Watch the full conversation here.
On July 21, 2021, AuroBharati team invited Nithin Sridhar, author of several books on Sanatana Dharma and a commentator on various social-cultural-political issues of our times. ‘Īśopaniṣad: An English Commentary’ is his most recent book.
Referring to the Upanishads as at once scripture, philosophy and seer-poetry, Sri Aurobindo remarked that Upanishads are the supreme work of the Indian mind, the highest self-expression of its genius, its sublimest poetry, its greatest creation of the thought and word. And Isha Upanishad, he added, is a masterly work that in a deeper sense lays the foundations of a Divine Life here upon earth. Spending time with Sri Aurobindo’s commentaries on Isha Upanishad is a must for any student of Vedanta, primarily because these are intuitive truths of a Rishi explaining the truth-visions of another Rishi, which also reveal for us the deepest significance of the Upanishad’s truths for an integral approach to life and sadhana.
In this light, our wide-ranging conversation with a young Indian seeker writing a commentary on Isha Upanishad became even more fascinating and brought in a different perspective. Nithin Sridhar briefly shared his writing journey and how he grew interested in writing about civilisational and cultural challenges of our times, and what drew him to study Upanishads, and particularly Īśopaniṣad. He spoke about the years of study and patient rewriting of drafts that went into his present book. Staying closer to the Advaita Vedanta perspective in his commentary, Nithin Sridhar has done a commendable job in presenting the profound truths of the Upanishad in a language and style that would appeal to a large number of readers.
Nithin also shared with us a few specific verses from Īśopaniṣad which resonated powerfully with his inmost being and profoundly impacted his understanding of life and how to live a dharmic life. As a practicing Hindu, who seems to integrate in his daily life the path of karmānuṣṭhāna, or ritualistic approach to practicing dharma, with a seeking for higher knowledge, and one who has spent considerable time studying and contemplating on the rightful place of study of śāstra or scriptures in a dharmic life, his response to our question about the significance of studying śāstra or scriptures in today’s age, and what one should be seeking through the study of scriptures added an interesting perspective.

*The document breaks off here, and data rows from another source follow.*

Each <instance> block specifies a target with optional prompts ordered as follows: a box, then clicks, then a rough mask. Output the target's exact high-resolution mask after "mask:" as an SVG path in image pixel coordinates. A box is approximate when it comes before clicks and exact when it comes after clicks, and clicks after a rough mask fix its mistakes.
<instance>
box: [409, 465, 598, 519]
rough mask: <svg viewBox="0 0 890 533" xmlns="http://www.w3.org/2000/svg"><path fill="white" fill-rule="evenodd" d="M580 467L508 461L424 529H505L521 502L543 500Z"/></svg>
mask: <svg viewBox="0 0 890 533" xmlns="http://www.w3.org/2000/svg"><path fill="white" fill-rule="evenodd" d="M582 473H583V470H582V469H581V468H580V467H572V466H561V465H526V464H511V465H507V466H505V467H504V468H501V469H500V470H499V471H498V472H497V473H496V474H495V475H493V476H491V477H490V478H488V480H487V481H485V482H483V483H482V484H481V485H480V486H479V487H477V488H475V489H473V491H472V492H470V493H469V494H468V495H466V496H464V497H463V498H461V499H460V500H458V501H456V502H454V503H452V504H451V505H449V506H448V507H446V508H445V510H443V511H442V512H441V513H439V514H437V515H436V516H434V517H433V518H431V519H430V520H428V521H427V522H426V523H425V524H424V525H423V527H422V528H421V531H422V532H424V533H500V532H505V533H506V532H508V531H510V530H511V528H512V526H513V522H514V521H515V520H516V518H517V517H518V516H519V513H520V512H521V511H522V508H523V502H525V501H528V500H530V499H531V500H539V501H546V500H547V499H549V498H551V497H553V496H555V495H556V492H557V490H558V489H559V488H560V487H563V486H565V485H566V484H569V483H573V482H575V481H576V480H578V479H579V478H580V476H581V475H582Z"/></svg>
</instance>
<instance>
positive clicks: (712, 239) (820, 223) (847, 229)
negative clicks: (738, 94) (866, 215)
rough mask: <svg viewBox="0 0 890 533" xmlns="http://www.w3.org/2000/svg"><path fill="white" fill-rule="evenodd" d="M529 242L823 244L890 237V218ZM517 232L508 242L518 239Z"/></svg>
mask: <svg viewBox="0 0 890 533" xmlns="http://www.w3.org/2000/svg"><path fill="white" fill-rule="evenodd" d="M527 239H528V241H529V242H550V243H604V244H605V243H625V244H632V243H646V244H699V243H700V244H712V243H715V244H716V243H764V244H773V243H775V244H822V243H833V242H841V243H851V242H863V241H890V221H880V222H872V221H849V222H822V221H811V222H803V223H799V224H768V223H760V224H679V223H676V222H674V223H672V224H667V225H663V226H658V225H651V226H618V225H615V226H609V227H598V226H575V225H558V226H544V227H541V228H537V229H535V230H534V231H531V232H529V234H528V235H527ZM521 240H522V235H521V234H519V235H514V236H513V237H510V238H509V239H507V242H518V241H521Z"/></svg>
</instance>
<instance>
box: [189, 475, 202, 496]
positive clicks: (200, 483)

Nithin Sridhar also shared some of his observations on the role and responsibility of families and communities in helping children connect with their cultural roots, and facilitating in them a genuine deeper quest or seeking for higher values.
Our conversation also included Nithin sharing with us about what led him to write his highly successful book – ‘Menstruation Across Cultures: A Historical Perspective.’ This book was summarised in a previous issue of Renaissance, the monthly e-journal of AuroBharati. It was fascinating to hear about some of the reactions and responses Nithin received from young men and women, and also some experts from medical community.
About the Guest Speaker:
Based in Mysuru, Karnataka, Nithin Sridhar has a degree in Civil Engineering and having worked in the construction field, he now passionately writes about various issues from development, politics, and social issues, to religion, spirituality, and ecology. He is currently the Chief Curator of Advaita Academy dedicated to the dissemination of Advaita Vedanta. He is also a Consulting Editor to Indic Today Magazine, a portal on Indian history and culture. He was previously Editor of IndiaFacts. His first book “Musings on Hinduism” provided an overview of various aspects of Hindu philosophy and society. His book ‘Samanya Dharma’ enunciates general tenets of ethics as available in Hindu texts. However, his most widely read book is ‘Menstruation Across Cultures: A Historical Perspective’ which examines menstruation notions and practices prevalent in different cultures & religions from across the world. His latest book is an English Commentary on ‘Isopanishad’.